Dia menjelaskan salah satu dampak signifikan dari penyelenggaraan infrastruktur adalah peningkatan konektivitas nasional. “Dengan adanya jalan tol baru yang digunakan menghubungkan berbagai daerah, waktu tempuh menjadi lebih besar efisien, serta aktivitas perekonomian semakin lancar,” jelas Endra.
Capaian pengerjaan infrastruktur juga memberikan dampak positif pada kedudukan Indonesia dalam kancah global. Pembaruan peringkat daya saing global Indonesia, khususnya di dalam sektor infrastruktur menunjukkan bahwa negara ini semakin diperhitungkan di kompetisi internasional.
Namun, Endra juga mengingatkan bahwa tantangan ke depan semakin kompleks, teristimewa pada memverifikasi bahwa infrastruktur yang dibangun mampu bertahan menghadapi segala pembaharuan cuaca serta bencana alam.
“Terlebih, di area sedang pembaharuan iklim ekstrem yang digunakan semakin mengkhawatirkan, upaya untuk menegaskan ketersediaan pangan dan juga air sepanjang tahun menjadi semakin mendesak,” tandasnya.
Maka dari itu, Endra melanjutkan, pembangunan bendungan kemudian irigasi juga memainkan peran penting di ketahanan pangan juga air yang tersebut merupakan elemen krusial bagi stabilitas lalu kesejahteraan nasional. Dalam 10 tahun terakhir, pemerintah telah lama mendirikan 61 bendungan untuk menjamin ketersediaan air sepanjang musim tetapi ini masih belum cukup.
“Kita baru mencapai 19 persen dari total sawah yang dimaksud mempunyai irigasi teknis.
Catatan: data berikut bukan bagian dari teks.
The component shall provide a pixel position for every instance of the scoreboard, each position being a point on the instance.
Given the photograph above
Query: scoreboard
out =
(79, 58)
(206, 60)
Ini adalah berarti kita masih harus mendirikan tambahan sejumlah lagi,” tegasnya.
Menurutnya, hal ini menunjukkan masih adanya ketergantungan besar pada sawah tadah hujan yang tersebut menghasilkan produksi pangan bukan stabil dan juga sulit diprediksi. Oleh akibat itu, konstruksi lebih besar berbagai bendungan lalu jaringan irigasi menjadi sangat penting untuk meningkatkan produktivitas pertanian serta melakukan konfirmasi ketahanan pangan.